# The Lion... part 2! (Hammer and Bolter 18)



## ckcrawford (Feb 4, 2009)

For those that are interested in what will happen next in the story _The Lion,_ The E-book is now available for pre-order. Dudes and dudets, I am so excited. Below is a summary.

But for kicks the rest of the Hammer contains the short stories:



> The Oberwald Ripper - There is a killer in Oberwald, and Felix Jaeger is the prime suspect. Can Gotrek Gurnisson get to the bottom of the mystery and save his companion from the hangman’s rope?
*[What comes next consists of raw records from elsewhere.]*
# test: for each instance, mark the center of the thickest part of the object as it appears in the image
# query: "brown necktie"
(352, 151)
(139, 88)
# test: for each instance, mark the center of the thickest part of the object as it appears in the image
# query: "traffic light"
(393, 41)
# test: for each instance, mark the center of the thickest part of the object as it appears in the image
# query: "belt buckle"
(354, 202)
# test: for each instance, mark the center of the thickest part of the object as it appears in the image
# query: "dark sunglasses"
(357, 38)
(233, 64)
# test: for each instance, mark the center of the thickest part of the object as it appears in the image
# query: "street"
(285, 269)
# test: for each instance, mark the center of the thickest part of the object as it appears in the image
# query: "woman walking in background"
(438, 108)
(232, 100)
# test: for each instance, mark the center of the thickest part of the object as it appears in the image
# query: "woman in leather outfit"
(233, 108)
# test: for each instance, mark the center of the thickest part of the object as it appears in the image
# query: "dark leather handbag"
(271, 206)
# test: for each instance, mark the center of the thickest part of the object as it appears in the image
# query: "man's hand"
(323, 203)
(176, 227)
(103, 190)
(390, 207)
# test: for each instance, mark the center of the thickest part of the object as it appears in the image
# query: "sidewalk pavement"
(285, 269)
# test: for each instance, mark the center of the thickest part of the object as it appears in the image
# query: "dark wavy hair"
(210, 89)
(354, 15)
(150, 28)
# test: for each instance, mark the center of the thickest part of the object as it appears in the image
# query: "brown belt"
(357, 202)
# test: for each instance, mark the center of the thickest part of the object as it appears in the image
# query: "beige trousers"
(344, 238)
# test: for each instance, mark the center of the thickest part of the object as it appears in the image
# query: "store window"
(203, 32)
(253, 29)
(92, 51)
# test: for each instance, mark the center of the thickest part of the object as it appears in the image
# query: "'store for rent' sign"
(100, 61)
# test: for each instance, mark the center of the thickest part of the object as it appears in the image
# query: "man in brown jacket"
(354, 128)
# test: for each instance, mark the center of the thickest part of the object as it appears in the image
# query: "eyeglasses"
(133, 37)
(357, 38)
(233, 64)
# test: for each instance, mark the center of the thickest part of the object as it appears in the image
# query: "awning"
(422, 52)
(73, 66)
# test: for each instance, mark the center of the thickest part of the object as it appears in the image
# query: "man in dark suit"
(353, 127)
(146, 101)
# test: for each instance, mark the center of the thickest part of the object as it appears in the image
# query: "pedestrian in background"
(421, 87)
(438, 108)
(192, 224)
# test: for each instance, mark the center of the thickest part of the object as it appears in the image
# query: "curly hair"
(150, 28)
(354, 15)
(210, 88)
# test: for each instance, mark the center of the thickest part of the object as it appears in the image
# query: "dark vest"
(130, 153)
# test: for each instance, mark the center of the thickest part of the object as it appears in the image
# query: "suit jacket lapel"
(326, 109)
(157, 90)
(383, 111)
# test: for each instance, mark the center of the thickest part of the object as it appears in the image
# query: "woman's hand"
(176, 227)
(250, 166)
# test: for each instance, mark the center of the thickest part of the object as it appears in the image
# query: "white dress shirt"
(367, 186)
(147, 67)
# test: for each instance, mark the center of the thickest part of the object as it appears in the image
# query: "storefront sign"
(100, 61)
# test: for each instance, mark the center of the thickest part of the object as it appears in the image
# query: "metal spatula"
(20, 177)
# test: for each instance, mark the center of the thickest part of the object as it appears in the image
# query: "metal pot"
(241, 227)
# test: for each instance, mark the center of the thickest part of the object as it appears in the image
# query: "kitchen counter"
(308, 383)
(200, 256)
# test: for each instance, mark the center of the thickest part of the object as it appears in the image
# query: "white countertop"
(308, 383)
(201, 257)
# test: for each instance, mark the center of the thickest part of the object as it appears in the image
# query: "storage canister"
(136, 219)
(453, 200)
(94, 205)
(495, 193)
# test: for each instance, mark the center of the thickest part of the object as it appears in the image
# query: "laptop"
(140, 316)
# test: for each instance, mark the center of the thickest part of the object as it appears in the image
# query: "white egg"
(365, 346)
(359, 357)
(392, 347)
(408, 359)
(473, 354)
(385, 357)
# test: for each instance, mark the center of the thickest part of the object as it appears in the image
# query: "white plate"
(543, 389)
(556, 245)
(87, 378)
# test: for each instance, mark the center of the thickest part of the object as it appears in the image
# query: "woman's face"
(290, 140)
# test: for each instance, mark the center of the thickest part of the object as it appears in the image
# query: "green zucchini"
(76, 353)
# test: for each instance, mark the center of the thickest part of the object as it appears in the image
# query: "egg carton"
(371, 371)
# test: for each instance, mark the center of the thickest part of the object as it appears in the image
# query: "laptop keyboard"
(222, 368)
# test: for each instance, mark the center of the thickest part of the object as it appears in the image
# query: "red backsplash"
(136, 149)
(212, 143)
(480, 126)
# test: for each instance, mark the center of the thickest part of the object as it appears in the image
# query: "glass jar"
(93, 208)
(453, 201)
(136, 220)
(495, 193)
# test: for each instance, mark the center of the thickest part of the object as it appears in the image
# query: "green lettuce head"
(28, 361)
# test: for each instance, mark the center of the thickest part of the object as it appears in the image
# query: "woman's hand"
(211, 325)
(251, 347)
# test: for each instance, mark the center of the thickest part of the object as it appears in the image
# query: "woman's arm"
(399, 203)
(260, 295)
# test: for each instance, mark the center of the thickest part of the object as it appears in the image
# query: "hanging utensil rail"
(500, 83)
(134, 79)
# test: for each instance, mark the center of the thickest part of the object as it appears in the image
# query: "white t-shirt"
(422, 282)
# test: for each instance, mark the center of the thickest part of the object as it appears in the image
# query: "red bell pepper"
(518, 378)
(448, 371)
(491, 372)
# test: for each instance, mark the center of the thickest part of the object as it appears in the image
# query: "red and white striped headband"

The Black Library debut of Laurie Goulding.
> *The Lion*: Part II - Lion’El Jonson and his Dark Angels battle daemons of Chaos aboard their flagship in the second part of a Horus Heresy novella by Gav Thorpe.
> Gilead's Curse: Chapter V - Captured and tortured by the terrible skaven Rat King, Gilead plans makes a daring escape attempt in the latest chapter of this serialised novel from Nik Vincent and Dan Abnett.
> Slayer of the Storm God - Returning to Marienburg to claim an ancient treasure, Gotrek and Felix face pirates, mutants and their greatest foe yet – a mighty avatar of the storm god, Stromfels – in this tale from the pen of
> Nathan Long.



Here is the link for those that are interested: *Hammer and Bolter Issue 18*


----------



## Chaosveteran (Aug 29, 2010)

Is this the "lion" story that will be in the next HH book The Primarchs?


----------



## Child-of-the-Emperor (Feb 22, 2009)

Chaosveteran said:


> Is this the "lion" story that will be in the next HH book The Primarchs?


Yes. Its being released over the course of three issues of _Hammer & Bolter_.


----------



## Bane_of_Kings (Oct 28, 2009)

Chaosveteran said:


> Is this the "lion" story that will be in the next HH book The Primarchs?


Yes.

EDIT: Damn, ninja'd by CotE.


----------